Stories like this have provided ammunition to critics of Chinese aid who insist that Beijing must adopt international standards and policies for overseas development assistance. Their insistence usually stems from two main motives. First, aid professionals worry about the impact of Chinese aid on development outcomes. Second, Western officials seem more concerned about China’s influence in the developing world. But given the complex mix of factors that shape Chinese aid policy, do not expect the country to play by international rules anytime soon.

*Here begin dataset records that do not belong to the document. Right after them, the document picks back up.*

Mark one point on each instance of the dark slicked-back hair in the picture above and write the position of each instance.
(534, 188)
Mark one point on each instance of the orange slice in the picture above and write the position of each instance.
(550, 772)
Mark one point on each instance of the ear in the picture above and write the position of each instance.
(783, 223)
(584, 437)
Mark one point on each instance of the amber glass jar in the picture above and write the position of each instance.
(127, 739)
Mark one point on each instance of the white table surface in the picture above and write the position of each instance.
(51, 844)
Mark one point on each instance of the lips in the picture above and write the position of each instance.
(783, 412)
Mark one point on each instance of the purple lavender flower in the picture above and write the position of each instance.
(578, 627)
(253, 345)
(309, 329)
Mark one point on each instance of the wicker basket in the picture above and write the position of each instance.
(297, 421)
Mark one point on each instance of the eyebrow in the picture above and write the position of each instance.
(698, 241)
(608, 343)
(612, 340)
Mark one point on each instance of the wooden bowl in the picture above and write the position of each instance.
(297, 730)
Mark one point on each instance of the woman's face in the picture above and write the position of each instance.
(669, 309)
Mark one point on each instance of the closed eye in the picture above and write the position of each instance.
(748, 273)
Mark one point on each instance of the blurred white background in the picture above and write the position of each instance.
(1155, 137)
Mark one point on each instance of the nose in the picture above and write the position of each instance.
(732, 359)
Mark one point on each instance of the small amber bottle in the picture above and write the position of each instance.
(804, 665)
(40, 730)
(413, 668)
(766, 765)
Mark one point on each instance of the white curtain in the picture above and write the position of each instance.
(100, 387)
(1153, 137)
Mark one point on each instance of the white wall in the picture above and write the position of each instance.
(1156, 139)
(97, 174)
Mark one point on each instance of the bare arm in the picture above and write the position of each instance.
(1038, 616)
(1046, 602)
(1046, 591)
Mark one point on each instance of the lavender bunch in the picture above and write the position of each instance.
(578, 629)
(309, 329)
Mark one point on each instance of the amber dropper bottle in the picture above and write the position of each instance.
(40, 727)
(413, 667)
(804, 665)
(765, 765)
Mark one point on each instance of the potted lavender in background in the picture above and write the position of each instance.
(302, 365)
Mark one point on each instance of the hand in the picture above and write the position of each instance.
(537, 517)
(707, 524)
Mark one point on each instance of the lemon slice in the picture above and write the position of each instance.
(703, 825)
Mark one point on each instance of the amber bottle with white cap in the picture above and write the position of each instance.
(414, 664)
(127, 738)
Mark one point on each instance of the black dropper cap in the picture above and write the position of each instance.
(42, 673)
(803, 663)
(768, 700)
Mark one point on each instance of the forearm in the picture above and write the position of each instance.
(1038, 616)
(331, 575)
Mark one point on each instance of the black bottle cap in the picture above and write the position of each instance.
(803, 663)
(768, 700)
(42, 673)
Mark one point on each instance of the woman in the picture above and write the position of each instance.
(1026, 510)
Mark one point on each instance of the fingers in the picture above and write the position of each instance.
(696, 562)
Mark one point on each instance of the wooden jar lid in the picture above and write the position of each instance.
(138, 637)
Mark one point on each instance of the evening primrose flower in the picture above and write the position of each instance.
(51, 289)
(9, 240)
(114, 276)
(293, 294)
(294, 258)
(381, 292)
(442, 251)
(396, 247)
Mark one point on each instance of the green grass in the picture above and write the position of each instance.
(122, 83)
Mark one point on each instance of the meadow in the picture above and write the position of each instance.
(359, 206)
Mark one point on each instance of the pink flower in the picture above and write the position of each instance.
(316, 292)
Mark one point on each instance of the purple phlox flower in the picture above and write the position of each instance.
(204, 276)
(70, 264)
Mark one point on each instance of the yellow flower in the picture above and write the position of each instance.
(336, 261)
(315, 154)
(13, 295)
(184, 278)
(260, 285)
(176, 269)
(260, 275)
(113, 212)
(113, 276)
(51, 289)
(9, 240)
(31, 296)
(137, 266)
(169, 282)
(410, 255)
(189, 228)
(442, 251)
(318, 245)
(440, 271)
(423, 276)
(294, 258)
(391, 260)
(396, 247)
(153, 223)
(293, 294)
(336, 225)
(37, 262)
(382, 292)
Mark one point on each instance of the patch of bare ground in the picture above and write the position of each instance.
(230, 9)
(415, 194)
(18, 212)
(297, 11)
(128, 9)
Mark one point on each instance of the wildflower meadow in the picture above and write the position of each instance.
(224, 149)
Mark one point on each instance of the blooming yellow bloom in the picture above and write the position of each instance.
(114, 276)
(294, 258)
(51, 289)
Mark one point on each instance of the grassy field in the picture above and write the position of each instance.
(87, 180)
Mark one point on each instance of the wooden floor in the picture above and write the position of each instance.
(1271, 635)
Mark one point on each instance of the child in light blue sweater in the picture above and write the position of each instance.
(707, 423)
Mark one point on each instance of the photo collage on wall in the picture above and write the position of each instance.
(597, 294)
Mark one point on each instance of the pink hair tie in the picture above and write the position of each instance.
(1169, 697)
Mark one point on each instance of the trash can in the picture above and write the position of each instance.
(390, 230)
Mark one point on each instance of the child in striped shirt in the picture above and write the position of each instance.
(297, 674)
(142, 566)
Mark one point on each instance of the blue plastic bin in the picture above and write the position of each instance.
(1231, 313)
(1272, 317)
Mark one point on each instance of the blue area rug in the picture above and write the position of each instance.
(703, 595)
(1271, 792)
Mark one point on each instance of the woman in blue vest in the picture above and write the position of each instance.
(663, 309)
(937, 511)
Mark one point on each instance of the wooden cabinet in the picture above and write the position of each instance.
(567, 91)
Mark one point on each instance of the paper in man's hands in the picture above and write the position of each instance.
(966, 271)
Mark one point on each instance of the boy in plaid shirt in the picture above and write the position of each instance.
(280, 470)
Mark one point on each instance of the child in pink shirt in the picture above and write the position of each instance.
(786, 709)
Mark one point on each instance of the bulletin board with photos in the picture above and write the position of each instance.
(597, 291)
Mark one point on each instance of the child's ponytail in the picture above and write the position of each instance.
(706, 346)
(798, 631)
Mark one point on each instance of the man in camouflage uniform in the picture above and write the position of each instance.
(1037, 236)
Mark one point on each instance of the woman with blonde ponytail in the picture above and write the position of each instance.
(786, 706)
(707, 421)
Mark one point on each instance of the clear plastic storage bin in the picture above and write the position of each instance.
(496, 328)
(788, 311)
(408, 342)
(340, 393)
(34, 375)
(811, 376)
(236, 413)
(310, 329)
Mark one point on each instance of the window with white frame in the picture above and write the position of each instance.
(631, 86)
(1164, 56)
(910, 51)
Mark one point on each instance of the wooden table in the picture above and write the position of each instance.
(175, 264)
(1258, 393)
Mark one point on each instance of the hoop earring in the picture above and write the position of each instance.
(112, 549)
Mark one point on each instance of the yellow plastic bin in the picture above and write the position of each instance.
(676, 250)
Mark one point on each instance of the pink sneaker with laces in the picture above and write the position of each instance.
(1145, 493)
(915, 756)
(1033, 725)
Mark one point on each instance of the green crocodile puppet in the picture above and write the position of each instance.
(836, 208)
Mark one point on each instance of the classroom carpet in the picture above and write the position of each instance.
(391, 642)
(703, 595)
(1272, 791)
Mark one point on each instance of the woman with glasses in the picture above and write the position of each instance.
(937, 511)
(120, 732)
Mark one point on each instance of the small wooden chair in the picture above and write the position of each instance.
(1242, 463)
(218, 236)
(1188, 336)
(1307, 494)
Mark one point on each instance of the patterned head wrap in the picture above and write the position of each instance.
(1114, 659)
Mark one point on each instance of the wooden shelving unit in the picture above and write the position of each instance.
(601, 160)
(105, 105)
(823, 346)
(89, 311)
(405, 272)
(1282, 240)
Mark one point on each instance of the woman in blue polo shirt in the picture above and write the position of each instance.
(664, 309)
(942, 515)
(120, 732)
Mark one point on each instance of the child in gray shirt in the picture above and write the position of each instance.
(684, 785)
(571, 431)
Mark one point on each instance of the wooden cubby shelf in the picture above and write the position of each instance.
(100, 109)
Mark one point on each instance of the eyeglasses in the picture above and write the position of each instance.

The dominant -- and largely Western-built -- system of international aid practices has evolved over time, reflecting changing priorities and pressure to improve development outcomes. Recently, Western governments and aid agencies have emphasized transparency and accountability to help partner countries better plan and manage resources effectively. Other best practices include working with a country’s civil society groups to ensure that development is inclusive and using the contractors and suppliers in aid projects,that will give developing countries the best value for their money. Not all Western donors live up to these principles, but they at least aspire to them.
There are many reasons why China does not follow these Western aid practices. Some are well known and have to do with the way in which China wants to position itself globally. For example, China tends to classify its aid as South-South cooperation as a way to distinguish itself from Western donors with colonial histories. But often missed in discussions of Chinese aid are the domestic reasons that limit China from being more like a Western donor.
In China, many players, often with competing interests, are involved in shaping and implementing aid programs. And that makes it difficult for aid officials to impose any coherent rules -- let alone Western ones.